Его губы и язык танцуют с моими, пока он не отстраняется.

– Укуси меня, – резко говорит он.

– Что? – я издаю стон.

– Укуси меня... за шею.

Я не спрашиваю зачем. Я знаю, что ему нужно, чтобы это было жестко. Объезжая член, я глажу его щеки и кусаю за шею, на месте укуса появляется немного крови.

Он взрывается внутри меня и безвольно падает назад, закрыв глаза и приоткрыв рот.

Когда в тишине комнаты он обнимает меня и притягивает к себе, я думаю, что победила.

Он целует меня в лоб. Его поцелуй нежный и теплый.

– Мне нужно время подумать. Может быть, много времени.

Мои глаза наполняются слезами. В любом случае я сплю рядом с ним. Около четырех утра, я целую его в щеку и ухожу.

Глава 8

Леа

Три недели спустя

Следующие несколько недель очень тяжелые для меня. Я больше не могу скрывать всё это. Поэтому в один из вечеров, во вторник, я просто набираю Лану и рассказываю ей о том, как Люк был связан с тетей Шелли.

Она молча слушает меня, я рассказываю все до мельчайших деталей, испытывая желание рассказать всю историю. Мне необходимо понять свои чувства.

Положив трубку, мне все равно остается непонятной одна вещь: Почему Люк рассказал Матери обо мне? Как мы со всем этим связаны, мои сестры и я? Тетя Шелли любила нас, но она была намного младше моей матери. Мы видели ее раз или два в году, но не думаю, что ее дом был заставлен нашими фотографиями.

Так почему же он упомянул именно нас? Почему упомянул меня?

Всю ночь я ворочаюсь с боку на бок, пытаясь устроиться поудобнее, разместить бедра и голени в более расслабленной позе, чтобы наконец уснуть, но наступает рассвет. Я больше не могу лежать в кровати, поэтому решительно поднимаюсь и иду на пробежку, пробегая пару миль.

Вернувшись домой, тяжело дыша и истекая потом, я вижу, что на коврике перед дверью сидит моя мама, ее ноги подтянуты к груди, на лице грустная улыбка, от которой в голове раздается тревожный звоночек.

– Мама? – я изумленно смотрю на нее. Протягиваю ей руки и помогаю подняться. – Все в порядке? Где папа?

– Все отлично, – она снова смотрит на меня грустной улыбкой. – Я не хотела пугать тебя.

– Но тогда, что ты здесь делаешь? – я открываю дверь, и приглашаю ее войти. Хватаю бутылку с водой и начинаю жадно пить.

Мама заходит на кухню, по спине пробегает холодок.

– Что-то случилось с Лаурой? Ланой? Мам, кто-то болен?

Мои родители в том возрасте, когда многих людей поражает рак, и я постоянно волнуюсь по этому поводу.

Мама качает копной светлых волос и прислоняется к столешнице.

– Нет, Леа, детка не в этом дело. – Ее губы искривляются, но это явно не улыбка.

– Мам, объясни мне, почему ты здесь. А то у меня случится сердечный приступ.

Развернувшись, она выходит из кухни и направляется в гостиную.

– Почему бы нам не присесть, милая?

– Нет, не надо. Просто скажи мне, мам.

Я начинаю считать вдохи и выдохи, расслабляя и напрягая мышцы.

Наконец, мама несмело присаживается на край дивана и смотрит на меня.

– Леа, мне так жаль, что на протяжении долгих лет пришлось держать это в тайне. Сейчас я понимаю, что необходимо открыть тебе всю правду.

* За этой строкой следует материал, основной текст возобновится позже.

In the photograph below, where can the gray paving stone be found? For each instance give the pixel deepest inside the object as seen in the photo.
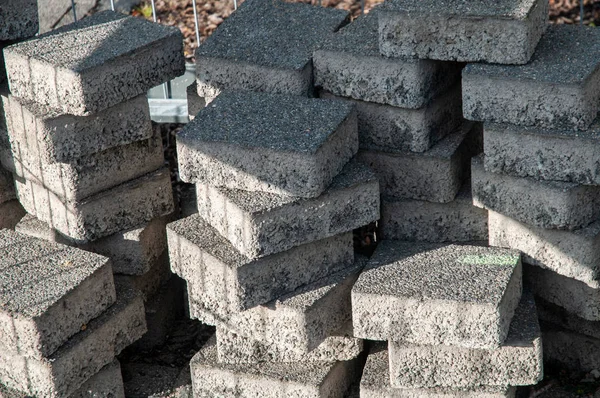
(504, 32)
(268, 142)
(518, 362)
(266, 45)
(224, 281)
(375, 383)
(419, 220)
(259, 224)
(47, 292)
(95, 63)
(433, 294)
(560, 155)
(121, 208)
(348, 64)
(269, 379)
(393, 128)
(559, 88)
(84, 355)
(573, 254)
(543, 204)
(436, 175)
(65, 138)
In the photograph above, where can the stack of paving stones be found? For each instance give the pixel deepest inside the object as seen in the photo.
(63, 320)
(89, 168)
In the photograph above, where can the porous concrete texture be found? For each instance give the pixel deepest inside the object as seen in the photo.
(503, 32)
(121, 208)
(560, 155)
(84, 355)
(259, 224)
(543, 204)
(348, 64)
(224, 281)
(393, 128)
(559, 88)
(265, 46)
(265, 142)
(419, 220)
(576, 297)
(375, 383)
(435, 175)
(47, 292)
(210, 378)
(573, 254)
(434, 294)
(64, 138)
(95, 63)
(517, 362)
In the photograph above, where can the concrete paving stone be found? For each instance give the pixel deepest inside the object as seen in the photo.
(375, 383)
(576, 297)
(573, 254)
(542, 204)
(435, 175)
(19, 19)
(416, 130)
(273, 143)
(210, 378)
(225, 281)
(121, 208)
(426, 293)
(503, 32)
(559, 155)
(266, 45)
(348, 64)
(98, 62)
(84, 355)
(66, 138)
(47, 292)
(419, 220)
(558, 89)
(259, 224)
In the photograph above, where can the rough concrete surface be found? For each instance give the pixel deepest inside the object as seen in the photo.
(558, 89)
(543, 204)
(259, 224)
(95, 63)
(273, 143)
(433, 294)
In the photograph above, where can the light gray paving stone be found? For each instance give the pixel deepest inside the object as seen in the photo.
(121, 208)
(559, 88)
(375, 383)
(266, 45)
(573, 254)
(543, 204)
(259, 224)
(95, 63)
(419, 220)
(47, 292)
(517, 362)
(432, 294)
(560, 155)
(65, 138)
(273, 143)
(348, 64)
(385, 126)
(435, 175)
(224, 281)
(503, 32)
(85, 354)
(211, 378)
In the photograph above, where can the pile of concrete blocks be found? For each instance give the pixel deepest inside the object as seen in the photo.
(63, 320)
(89, 168)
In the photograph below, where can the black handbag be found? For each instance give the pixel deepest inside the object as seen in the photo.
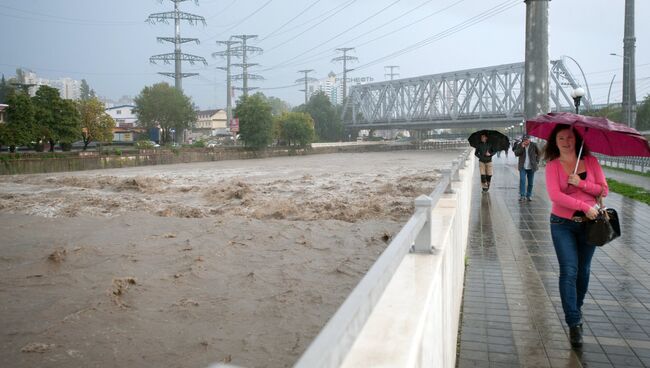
(605, 227)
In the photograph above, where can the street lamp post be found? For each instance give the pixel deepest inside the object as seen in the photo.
(577, 94)
(627, 96)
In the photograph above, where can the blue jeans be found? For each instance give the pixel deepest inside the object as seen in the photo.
(523, 175)
(574, 256)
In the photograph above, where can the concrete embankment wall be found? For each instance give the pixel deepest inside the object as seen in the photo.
(76, 161)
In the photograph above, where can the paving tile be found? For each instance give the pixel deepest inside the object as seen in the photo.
(513, 314)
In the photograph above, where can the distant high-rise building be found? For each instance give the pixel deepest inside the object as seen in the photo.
(69, 88)
(333, 86)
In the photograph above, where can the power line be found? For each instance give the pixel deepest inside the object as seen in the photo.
(177, 56)
(345, 58)
(323, 17)
(343, 32)
(316, 56)
(290, 20)
(455, 29)
(66, 20)
(312, 27)
(242, 20)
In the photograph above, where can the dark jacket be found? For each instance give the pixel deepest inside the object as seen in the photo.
(482, 149)
(533, 155)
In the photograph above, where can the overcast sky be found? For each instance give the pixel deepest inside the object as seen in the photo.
(108, 43)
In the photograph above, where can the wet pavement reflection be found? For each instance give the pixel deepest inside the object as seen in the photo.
(512, 314)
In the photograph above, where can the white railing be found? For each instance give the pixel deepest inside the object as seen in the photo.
(634, 163)
(405, 310)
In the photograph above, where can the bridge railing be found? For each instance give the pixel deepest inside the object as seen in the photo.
(634, 163)
(405, 309)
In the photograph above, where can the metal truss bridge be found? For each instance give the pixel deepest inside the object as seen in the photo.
(482, 97)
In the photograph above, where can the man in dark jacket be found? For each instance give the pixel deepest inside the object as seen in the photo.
(528, 154)
(484, 152)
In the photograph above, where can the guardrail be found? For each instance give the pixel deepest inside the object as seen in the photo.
(634, 163)
(332, 346)
(405, 310)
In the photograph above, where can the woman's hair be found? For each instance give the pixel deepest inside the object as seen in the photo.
(551, 150)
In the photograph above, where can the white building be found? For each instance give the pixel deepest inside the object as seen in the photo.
(124, 116)
(3, 109)
(333, 86)
(68, 88)
(210, 123)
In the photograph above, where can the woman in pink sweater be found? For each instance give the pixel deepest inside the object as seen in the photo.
(574, 196)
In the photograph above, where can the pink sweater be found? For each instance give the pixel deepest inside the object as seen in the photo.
(567, 198)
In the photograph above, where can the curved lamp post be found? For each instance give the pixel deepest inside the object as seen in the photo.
(577, 94)
(628, 106)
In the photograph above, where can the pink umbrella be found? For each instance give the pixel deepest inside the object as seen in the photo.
(601, 135)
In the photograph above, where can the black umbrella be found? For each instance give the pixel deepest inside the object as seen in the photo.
(497, 140)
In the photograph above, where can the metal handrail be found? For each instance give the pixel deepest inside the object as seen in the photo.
(335, 340)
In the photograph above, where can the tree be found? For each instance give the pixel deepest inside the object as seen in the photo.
(57, 120)
(296, 128)
(255, 121)
(643, 115)
(96, 124)
(166, 107)
(19, 129)
(327, 122)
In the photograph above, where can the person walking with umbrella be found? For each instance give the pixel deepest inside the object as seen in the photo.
(574, 181)
(487, 143)
(528, 154)
(484, 152)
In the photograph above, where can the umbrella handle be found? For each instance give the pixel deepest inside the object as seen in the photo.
(578, 160)
(580, 152)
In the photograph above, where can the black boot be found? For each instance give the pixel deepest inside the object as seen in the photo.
(575, 336)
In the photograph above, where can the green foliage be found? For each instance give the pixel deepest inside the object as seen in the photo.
(56, 119)
(96, 124)
(295, 128)
(327, 122)
(20, 127)
(255, 121)
(630, 191)
(165, 106)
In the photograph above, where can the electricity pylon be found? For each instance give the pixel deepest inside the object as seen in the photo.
(244, 50)
(345, 59)
(228, 53)
(177, 56)
(306, 79)
(391, 74)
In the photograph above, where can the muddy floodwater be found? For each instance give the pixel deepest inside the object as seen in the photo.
(186, 265)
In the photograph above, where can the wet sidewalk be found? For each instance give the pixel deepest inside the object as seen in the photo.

– Что? – кровь начинает бурлить и реветь, словно двигатель самолета. Мама поднимается и хватает меня за руку. Я усаживаюсь рядом с ней, моя голова переполнена мыслями, но я холодна. Я чувствую, что сейчас откроется что-то ужасное. – Просто скажи мне, мам.

Она закрывает лицо двумя руками и начинает сотрясаться в рыданиях.

***

Много лет назад, когда Люк еще был Гензелем, он рассказал мне сказку. Жили король и королева, они правили своим большим королевством, управляли каждой жизнью, что находилась в их подчинении, не понимая, что они созданы для того, чтобы уничтожить друг друга. Он сказал, что это старая индейская легенда, но много лет спустя, я по крупицам восстанавливала свою память о нем, и решила погуглить эту историю, но не нашла подтверждения его словам.

Сидя в самолете, в крайне нервозном состоянии, я вспоминала обо всех тех сказках, что он рассказывал мне. Он мог рассказывать шикарные истории часами. О заколдованном короле и королеве, придумывал им смешные приключения, но всегда все заканчивалось смертью. Иногда, король и королева убивали друг друга, иногда умирал лишь один и них, жертвуя собой во имя спасения другого.

На протяжении всего времени, мне казалось это забавным. Я была слишком молода, чтобы понять всю суть историй Люка, которая безмолвно просачивалась через веселые строчки сказок.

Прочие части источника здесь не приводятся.